Allein Bekanntschaft reicht aber nicht

Hiervon ausgehend sei es – so der BGH – zunächst nicht zu beanstanden, dass das LG allein in der persönlichen Bekanntschaft der Schöffin zum Angeklagten keinen Befangenheitsgrund gesehen habe. Es fehlt an einer persönlichen Beziehung mit der für die Begründung einer Besorgnis der Befangenheit erforderlichen Intensität zwischen den beiden Personen. So kam es bis zur Hauptverhandlung zu lediglich fünf oder sechs Begegnungen mit nur kurzen Unterhaltungen. Hinzu trete, dass seit dem letzten persönlichen Kontakt mehr als drei Jahre vergangen seien und auch eine indirekte persönliche Beziehung zum Angeklagten aufgrund der – zwischenzeitlich beendeten – Partnerschaft zu der „Nichte“ der Schöffin nicht (mehr) existiere.

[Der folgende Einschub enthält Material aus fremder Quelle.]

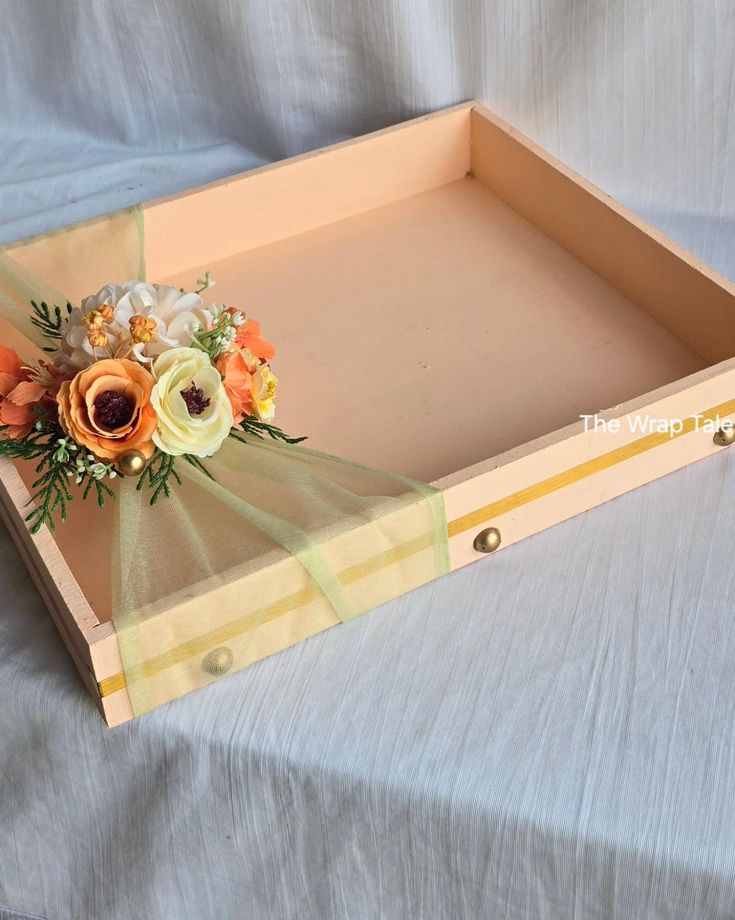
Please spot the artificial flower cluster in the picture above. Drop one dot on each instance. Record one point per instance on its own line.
(139, 376)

Gesamtschau führt aber zur Besorgnis der Befangenheit

Allerdings habe es das LG versäumt, die persönlichen Beziehungen der Schöffin in eine Gesamtschau einzuordnen, was hier zur Annahme der Besorgnis der Befangenheit führe. Besondere Umstände ergeben sich nach Auffassung des BGH hier daraus, dass die fortbestehende persönliche Beziehung der Schöffin zu ihrer „Nichte“, der ehemaligen Lebensgefährtin des Angeklagten, einen Zusammenhang zu der Strafsache aufweise. Diese sei die Eigentümerin des für die Einfuhrtaten (§ 30 Abs. 1 Nr. 4 BtMG) genutzten Tatfahrzeugs gewesen. Zwar würde eine etwaige Verfahrensbeteiligung der „Nichte“ als Zeugin eine Besorgnis der Befangenheit noch nicht ohne Weiteres begründen. Dem stehe bei der anzunehmenden Schwägerschaft dritten Grades (§ 1590 BGB) die gesetzgeberische Wertung des § 22 Nr. 3 StPO entgegen. Der durch den Pkw als Tatmittel begründete enge Sachbezug zu der Strafsache berühre aber das Verhältnis der Schöffin zum Angeklagten dergestalt, dass diese ein Interesse daran haben könnte, dass zwischen der Betäubungsmitteleinfuhr und ihrer „Nichte“ keine Verbindung hergestellt und diese nicht zu einer potenziell Tatbeteiligten werde und so, je nach Einlassung des Angeklagten, diesem wohlwollend oder ablehnend gegenüberstehe.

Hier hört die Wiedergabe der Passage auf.